My sister bought me two Donna Leon books for Christmas and I enjoyed reading them both in front of an open fire relaxing at home with my dog, before going back to work in January. The first was the first book in the Brunetti series: Death a la Fenice. It is set in Venice and follows the Commissario of Police, Guido Brunetti, as he tries to find out who poisoned the world-famous German conductor Helmut Wellauer in the middle of an opera performance. The conductor turns out to be a man with many enemies and a murky wartime past (the book is set in the early 1990s), so it is not easy untangling who might have done it. Unusually for a detective, Brunetti has a fulfilling home life, with a loving wife whom he enjoys returning to at the end of a trying day dealing with his demanding boss, with leads going nowhere and mounting pressure to solve the case. I have never been to Venice, but the novel conjures up the canals and streets in winter beautifully. It made me want to put on a thick, warm coat and go to Venice immediately (before it sinks).

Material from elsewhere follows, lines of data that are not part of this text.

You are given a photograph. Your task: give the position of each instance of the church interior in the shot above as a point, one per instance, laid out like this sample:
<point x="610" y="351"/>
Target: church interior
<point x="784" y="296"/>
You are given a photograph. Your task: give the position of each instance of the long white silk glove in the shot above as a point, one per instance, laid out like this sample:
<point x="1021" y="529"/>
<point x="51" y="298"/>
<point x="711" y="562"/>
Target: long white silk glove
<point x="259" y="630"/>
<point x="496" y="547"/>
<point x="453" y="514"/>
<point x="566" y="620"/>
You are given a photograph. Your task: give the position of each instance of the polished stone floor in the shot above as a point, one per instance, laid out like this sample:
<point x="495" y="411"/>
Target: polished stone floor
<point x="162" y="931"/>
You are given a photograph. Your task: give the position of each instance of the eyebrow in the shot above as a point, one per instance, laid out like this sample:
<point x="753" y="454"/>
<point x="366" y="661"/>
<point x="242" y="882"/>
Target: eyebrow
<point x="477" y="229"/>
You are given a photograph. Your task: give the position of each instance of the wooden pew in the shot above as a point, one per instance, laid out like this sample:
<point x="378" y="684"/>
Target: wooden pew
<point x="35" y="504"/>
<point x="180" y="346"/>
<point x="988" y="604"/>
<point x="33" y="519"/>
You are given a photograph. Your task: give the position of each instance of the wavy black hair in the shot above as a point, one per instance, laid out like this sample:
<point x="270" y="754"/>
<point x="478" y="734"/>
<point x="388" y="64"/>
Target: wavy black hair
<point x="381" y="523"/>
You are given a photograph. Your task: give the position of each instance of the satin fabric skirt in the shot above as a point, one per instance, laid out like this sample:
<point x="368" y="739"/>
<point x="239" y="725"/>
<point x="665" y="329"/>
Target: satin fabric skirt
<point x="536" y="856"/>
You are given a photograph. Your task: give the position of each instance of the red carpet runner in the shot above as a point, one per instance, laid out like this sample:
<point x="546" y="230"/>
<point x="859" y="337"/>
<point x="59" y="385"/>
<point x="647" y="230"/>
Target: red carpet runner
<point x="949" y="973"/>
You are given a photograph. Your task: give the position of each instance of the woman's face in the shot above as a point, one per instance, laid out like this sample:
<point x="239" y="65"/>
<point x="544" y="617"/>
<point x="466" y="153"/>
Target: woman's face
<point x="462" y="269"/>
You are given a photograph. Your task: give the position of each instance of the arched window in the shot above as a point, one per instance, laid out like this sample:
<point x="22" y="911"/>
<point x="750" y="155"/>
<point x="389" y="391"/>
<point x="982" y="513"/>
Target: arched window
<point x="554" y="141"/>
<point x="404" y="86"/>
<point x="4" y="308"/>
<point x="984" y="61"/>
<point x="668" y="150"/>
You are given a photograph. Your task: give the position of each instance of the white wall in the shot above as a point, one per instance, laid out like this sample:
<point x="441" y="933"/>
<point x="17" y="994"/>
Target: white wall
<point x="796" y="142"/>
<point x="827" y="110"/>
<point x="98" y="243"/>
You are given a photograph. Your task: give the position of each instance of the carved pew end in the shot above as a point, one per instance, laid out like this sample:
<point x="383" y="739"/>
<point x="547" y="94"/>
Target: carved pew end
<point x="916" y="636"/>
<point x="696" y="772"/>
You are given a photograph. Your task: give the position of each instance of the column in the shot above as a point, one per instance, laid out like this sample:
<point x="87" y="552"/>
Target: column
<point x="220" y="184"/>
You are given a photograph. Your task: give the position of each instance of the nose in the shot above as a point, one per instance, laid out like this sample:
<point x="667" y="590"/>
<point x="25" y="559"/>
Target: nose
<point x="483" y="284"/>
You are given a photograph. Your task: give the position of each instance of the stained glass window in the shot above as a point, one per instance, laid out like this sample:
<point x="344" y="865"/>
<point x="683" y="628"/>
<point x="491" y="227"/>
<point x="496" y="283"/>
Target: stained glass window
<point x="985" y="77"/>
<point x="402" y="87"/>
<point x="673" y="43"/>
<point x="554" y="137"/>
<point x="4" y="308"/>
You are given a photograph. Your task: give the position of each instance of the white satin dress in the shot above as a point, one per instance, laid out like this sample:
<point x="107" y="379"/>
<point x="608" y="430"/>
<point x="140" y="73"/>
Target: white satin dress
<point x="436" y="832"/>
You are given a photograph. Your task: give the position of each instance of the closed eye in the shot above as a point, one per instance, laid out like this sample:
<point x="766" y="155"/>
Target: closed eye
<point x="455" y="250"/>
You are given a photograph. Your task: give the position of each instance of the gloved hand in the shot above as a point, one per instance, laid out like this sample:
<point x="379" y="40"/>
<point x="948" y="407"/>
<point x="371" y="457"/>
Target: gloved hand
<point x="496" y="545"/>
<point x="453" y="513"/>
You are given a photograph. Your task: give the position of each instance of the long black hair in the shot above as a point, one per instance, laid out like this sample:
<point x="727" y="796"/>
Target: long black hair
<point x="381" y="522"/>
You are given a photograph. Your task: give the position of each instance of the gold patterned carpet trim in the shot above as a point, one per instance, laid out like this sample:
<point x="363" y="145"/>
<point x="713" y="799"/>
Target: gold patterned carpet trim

The second book in the series, Death in a Strange Country, starts with the discovery of an American body in one of Venice’s canals, and follows Brunetti as he finds out who the victim is and tries to get to the bottom of what has happened. It takes him to an American military base at Vicenza where something sinister is going on and where everyone is working hard to place blame elsewhere and to cover up what is really going on. Brunetti’s father-in-law, a Count, gets involved to help, there is a missing Monet painting to track down, and a pair of shoes to be disposed of when they become too dangerous to wear. Intrigued? You will be.